Ms. Sharp is currently the Chief Financial Officer at Ultragenyx (Nasdaq: RARE), which she joined in May 2012. She is responsible for leading the corporate finance, strategy, and information technology functions and is a member of the company’s executive leadership team. Ms. Sharp is a member of the Board of Directors of Neurocrine Biosciences (Nasdaq: NBIX), a neuroscience-focused biopharmaceutical company, Sutro Biopharma (Nasdaq: STRO), a drug discovery, development and manufacturing company focused on creating next-generation oncology therapeutics, and Precision Biosciences, a privately-held genome editing company.

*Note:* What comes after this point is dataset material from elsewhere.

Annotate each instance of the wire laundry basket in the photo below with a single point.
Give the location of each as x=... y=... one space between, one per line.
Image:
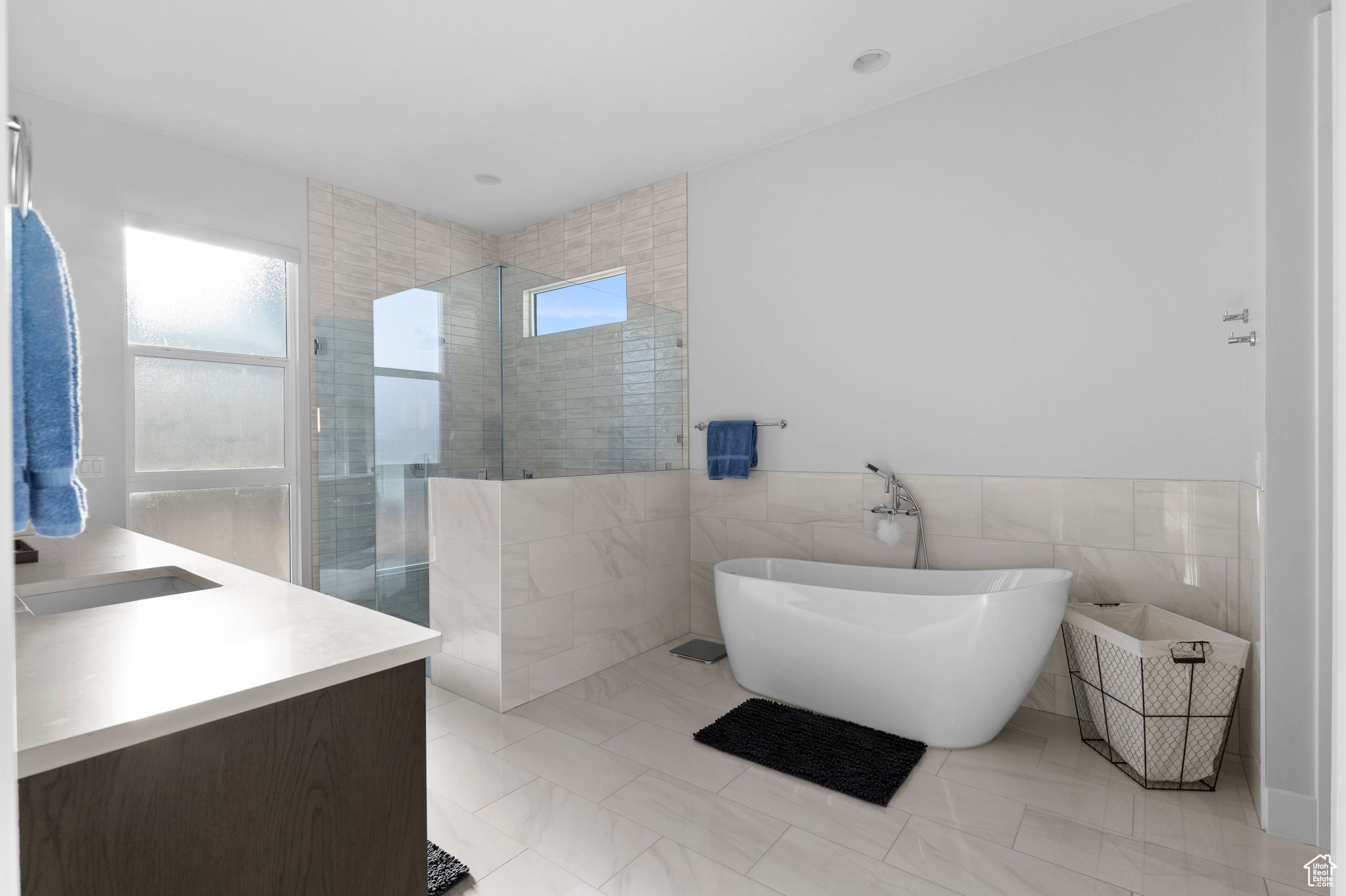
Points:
x=1155 y=692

She is also a board member of TB Alliance, a non-profit organization dedicated to the development and distribution of treatments for tuberculosis in the developing world. She previously served on the Board of Array Biopharma from 2017 until its sale to Pfizer in 2019. Prior to Ultragenyx, Ms. Sharp was Chief Financial Officer of Agenus Inc. (Nasdaq: AGEN), a biotechnology company focused on cancer immunotherapies from 2006 to 2012 and served on the Board of Agenus from 2012 to 2018. She joined Agenus in 2003 and held increasing roles of responsibility spanning strategic planning, corporate development, investor relations, corporate finance and business development. Prior to Agenus, Ms. Sharp held similar roles at Elan Pharmaceuticals from 1998 to 2003, including serving as chief of staff to the Chairman of the Board of Directors during that company’s restructuring. Ms. Sharp was also a management consultant at McKinsey & Company as well as an investment banker at Goldman Sachs, specializing in pharmaceuticals and medical devices. Ms. Sharp holds both a B.A., magna cum laude, and M.B.A., from Harvard University.